An array is the text in quotes. The pointer merely points at it. You can do a lot of similar things with each, but they are different:

char str_arr[] = "Test";
char *strp = "Test";

// modify
str_arr[0] = 'B'; // ok, str_arr is now "Best"
strp[0] = 'W';    // ok, strp now points at "West"
*strp = 'L';      // ok, strp now points at "Lest"

// point to another string
char another[] = "another string";
str_arr = another;  // compilation error.  you cannot reassign an array
strp = another;     // ok, strp now points at "another string"

// size
std::cout << sizeof(str_arr) << '\n';  // prints 5, because str_arr is five bytes
std::cout << sizeof(strp) << '\n';     // prints 4, because strp is a pointer

for that last part, note that sizeof(strp) is going to vary based on architecture.
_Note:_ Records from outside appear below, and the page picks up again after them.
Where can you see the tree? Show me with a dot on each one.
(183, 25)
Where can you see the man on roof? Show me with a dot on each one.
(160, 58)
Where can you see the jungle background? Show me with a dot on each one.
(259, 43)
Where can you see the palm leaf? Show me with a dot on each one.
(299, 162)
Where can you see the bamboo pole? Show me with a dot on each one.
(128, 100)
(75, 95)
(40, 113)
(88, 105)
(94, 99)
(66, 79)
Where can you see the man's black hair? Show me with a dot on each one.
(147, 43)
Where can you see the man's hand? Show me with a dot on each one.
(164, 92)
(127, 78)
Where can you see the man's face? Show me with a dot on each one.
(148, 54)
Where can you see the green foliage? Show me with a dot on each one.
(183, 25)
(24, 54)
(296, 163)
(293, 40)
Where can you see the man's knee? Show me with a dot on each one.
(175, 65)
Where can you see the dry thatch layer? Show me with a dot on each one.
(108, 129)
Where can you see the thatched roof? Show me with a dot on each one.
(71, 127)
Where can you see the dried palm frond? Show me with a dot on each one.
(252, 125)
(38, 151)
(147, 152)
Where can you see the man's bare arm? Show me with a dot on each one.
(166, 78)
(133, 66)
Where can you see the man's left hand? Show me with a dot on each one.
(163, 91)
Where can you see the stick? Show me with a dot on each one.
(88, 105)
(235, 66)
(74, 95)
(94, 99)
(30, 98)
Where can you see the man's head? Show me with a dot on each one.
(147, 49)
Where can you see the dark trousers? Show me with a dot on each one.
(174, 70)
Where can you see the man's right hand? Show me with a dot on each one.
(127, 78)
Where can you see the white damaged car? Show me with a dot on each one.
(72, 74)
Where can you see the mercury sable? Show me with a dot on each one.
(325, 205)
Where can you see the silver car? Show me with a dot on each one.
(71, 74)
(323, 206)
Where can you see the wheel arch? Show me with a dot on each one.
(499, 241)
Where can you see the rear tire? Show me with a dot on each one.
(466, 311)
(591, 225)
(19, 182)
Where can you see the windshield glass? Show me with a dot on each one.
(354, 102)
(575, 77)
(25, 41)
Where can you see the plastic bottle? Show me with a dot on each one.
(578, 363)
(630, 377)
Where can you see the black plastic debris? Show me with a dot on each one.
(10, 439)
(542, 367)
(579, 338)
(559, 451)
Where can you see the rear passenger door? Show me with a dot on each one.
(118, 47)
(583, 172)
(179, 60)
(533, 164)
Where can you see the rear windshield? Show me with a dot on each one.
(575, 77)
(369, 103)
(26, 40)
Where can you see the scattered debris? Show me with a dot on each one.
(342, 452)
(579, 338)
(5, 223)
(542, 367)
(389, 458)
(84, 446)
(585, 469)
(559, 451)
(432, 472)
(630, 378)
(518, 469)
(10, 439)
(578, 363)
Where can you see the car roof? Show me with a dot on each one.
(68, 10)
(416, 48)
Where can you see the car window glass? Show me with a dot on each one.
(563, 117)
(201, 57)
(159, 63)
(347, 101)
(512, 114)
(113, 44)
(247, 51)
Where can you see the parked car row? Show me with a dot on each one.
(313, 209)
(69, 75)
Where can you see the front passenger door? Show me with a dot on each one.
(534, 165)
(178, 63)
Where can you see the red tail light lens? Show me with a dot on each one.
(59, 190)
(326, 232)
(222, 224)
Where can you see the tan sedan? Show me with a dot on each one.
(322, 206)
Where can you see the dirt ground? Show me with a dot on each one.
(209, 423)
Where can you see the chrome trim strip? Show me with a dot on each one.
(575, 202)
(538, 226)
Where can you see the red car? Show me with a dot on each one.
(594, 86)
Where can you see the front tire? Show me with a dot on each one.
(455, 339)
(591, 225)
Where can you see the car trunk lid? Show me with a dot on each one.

On a 32-bit machine, it will be 4 bytes, on a 64-bit machine it will be 8 bytes.

Let's take a look at the following ways to declare a string:

char name0 = 'abcd';           // cannot be anything longer than 4 letters (larger causes error)
cout << sizeof(name0) << endl; // using 1 byte to store

char name1[]="abcdefghijklmnopqrstuvwxyz"; // can represent very long strings
cout << sizeof(name1) << endl;             // use large stack memory

char* name2 = "abcdefghijklmnopqrstuvwxyz"; // can represent very long strings
cout << sizeof(name2) << endl;              // but use only 8 bytes

We could see that declaring string using char* variable_name seems the best way! It does the job with minimum stack memory required.